Suara ketukan pintu di ruangan Isabella, membuat semua yang berada di dalamnya terkejut dan menoleh ke arah pintu.
"Masuk!" Teriak Isabella dari dalam.
"Kau boleh keluar!!" Perintah Isabella pada Tuan Shawn, pria itu langsung pergi keluar, ia berpapasan dengan seseorang berpakaian sangat rapi dan membawa koper masuk ke ruangan Isabella.
"Bagaimana?" Tanya Isabella antusias dengan tamunya yang baru saja tiba.
"Mohon maaf nona, saya takut nona akan kecewa dengan hasilnya" ucap pria yang membawa koper, namanya Daniel.
"Apa maksudmu?" Tanya Isabella kesal.
"Ini hasilnya" kata Daniel membuka koper dan menyerahkan sepucuk amplop.
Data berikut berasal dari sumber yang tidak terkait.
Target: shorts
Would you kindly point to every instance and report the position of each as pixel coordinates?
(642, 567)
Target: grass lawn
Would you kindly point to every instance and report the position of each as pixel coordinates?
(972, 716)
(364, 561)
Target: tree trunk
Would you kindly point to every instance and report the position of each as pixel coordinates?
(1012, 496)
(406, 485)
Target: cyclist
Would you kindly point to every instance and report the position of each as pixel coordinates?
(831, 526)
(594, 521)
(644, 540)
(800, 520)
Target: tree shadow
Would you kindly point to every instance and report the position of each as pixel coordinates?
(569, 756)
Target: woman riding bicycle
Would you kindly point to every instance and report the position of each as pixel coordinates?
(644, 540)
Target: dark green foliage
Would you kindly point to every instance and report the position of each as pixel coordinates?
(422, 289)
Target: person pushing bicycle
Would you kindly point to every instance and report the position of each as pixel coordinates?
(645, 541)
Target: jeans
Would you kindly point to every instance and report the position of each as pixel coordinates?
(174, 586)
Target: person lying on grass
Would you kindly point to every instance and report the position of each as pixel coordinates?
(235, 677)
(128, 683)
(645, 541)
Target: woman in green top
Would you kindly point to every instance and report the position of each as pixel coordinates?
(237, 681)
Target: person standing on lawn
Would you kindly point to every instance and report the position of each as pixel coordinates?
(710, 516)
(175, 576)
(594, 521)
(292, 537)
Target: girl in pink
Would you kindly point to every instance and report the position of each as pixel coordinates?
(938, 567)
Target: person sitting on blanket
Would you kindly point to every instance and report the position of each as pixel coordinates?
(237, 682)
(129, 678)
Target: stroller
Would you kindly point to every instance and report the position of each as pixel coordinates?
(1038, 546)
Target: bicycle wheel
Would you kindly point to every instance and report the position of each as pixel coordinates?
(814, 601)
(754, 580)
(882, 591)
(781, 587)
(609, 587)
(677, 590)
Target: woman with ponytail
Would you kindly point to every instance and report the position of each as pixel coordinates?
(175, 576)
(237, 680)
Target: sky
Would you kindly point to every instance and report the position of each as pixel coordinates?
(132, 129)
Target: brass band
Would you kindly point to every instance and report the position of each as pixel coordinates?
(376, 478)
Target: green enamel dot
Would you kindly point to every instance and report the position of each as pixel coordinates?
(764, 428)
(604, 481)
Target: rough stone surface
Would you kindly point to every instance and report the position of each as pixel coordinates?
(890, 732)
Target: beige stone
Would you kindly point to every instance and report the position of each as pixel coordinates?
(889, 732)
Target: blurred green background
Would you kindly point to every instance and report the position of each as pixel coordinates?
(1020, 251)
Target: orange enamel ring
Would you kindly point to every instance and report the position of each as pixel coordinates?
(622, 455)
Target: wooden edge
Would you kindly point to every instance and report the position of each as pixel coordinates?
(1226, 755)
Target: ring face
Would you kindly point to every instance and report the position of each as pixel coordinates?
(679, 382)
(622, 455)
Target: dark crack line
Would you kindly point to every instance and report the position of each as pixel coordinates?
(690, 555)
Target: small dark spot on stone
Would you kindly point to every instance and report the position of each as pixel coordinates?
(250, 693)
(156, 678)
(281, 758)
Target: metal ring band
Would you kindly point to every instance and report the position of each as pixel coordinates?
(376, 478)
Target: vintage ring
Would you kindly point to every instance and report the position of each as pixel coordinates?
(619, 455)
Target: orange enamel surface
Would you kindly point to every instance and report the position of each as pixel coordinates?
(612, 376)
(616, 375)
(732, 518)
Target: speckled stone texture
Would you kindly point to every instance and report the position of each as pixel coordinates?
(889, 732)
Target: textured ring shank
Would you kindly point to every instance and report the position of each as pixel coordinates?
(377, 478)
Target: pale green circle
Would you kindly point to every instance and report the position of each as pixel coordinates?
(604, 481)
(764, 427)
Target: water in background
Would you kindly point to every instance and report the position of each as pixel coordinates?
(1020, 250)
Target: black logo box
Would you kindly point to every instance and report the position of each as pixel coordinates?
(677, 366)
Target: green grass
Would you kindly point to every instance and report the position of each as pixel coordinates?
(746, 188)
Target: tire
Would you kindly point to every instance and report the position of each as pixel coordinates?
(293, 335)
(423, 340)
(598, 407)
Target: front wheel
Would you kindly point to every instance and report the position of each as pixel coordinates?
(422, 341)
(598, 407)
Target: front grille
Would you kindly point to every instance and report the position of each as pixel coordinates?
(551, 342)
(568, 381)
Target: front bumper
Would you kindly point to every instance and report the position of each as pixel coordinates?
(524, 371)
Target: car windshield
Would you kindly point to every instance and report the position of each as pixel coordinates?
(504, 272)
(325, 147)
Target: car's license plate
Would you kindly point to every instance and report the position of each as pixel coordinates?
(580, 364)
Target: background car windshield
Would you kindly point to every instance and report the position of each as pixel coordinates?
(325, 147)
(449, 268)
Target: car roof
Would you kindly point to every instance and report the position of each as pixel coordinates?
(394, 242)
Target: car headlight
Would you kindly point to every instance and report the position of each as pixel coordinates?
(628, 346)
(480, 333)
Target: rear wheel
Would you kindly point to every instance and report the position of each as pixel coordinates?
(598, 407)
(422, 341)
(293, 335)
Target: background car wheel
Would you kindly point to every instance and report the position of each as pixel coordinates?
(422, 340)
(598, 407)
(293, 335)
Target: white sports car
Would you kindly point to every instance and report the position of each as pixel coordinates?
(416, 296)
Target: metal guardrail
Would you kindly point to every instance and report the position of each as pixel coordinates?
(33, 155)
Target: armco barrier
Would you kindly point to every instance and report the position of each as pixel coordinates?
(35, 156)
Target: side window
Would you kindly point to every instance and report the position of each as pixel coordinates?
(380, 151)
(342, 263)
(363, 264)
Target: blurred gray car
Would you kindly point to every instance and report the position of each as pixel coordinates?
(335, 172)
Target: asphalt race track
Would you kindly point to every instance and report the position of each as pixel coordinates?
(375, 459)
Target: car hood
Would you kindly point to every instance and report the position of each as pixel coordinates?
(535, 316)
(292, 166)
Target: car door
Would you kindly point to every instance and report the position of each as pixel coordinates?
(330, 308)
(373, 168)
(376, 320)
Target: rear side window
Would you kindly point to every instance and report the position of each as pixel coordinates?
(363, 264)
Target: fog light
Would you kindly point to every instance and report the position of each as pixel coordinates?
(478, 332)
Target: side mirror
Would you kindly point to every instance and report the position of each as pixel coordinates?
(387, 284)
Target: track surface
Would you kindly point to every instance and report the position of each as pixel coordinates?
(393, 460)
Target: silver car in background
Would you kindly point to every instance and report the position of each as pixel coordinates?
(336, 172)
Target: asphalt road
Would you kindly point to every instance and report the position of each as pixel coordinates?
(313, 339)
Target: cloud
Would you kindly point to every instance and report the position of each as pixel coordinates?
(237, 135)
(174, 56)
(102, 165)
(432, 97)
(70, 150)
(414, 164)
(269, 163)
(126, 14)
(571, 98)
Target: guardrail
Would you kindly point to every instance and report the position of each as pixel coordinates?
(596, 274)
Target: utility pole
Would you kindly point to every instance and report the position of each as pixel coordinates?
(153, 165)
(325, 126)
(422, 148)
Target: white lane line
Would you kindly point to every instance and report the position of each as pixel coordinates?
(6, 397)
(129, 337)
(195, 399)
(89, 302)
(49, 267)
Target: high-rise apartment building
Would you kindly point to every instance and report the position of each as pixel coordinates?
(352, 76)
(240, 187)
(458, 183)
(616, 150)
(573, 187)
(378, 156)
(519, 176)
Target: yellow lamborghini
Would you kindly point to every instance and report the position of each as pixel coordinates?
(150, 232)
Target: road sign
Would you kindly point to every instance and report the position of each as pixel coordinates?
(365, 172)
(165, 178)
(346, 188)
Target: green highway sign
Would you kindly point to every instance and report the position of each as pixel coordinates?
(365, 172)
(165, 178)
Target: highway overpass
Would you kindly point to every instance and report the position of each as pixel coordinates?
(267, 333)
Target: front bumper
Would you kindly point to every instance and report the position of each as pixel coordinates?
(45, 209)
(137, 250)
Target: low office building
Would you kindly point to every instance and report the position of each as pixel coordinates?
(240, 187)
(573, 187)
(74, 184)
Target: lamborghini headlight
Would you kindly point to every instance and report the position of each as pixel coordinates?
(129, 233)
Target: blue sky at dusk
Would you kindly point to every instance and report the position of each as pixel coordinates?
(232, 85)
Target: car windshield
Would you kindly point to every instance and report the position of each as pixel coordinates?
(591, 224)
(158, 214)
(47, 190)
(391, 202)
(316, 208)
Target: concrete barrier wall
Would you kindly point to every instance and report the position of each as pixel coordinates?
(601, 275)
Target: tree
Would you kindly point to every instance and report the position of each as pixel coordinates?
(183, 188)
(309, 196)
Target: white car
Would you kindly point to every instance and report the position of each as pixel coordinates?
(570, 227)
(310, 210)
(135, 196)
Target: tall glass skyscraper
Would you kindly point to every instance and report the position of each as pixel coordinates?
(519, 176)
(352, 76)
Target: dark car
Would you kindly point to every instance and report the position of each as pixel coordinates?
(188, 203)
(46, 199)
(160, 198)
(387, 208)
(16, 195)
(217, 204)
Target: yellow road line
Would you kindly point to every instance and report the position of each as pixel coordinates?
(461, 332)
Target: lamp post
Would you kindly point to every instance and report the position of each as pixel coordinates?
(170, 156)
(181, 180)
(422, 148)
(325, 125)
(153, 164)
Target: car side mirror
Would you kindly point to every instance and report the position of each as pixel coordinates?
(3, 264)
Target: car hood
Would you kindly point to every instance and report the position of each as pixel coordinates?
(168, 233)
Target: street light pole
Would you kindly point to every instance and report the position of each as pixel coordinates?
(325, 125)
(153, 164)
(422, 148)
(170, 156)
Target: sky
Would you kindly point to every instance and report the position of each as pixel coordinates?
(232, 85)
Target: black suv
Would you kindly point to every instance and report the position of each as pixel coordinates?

Isabella membuka amplop itu dan membacanya namun wajah wanita itu menunjukkan bahwa ia tidak mengerti.
"Apa ini?" Tanya Isabella melemparkan kertas itu ke meja.
"Aku curiga kau salah ambil barang" jawab Daniel santai.
"itu hasil tes DNA, dan yang kau berikan padaku itu DNA ikan" kata Daniel, ia tertawa melihat tingkah bodoh Isabella, bisa-bisanya memberinya kumis ikan.
"DNA ikan??" Tanya Isabella kaget.
"Ya, mungkin kau salah ambil kumis ikan!"
"Sekertaris.." panggil Isabella.
"Iya nona?" Ucap Sekertaris.
"Bodoh! Bagaimana kau bisa salah begini, kau mau mempermainkanku hah?!" Maki Isabella pada sekertaris di sebelahnya.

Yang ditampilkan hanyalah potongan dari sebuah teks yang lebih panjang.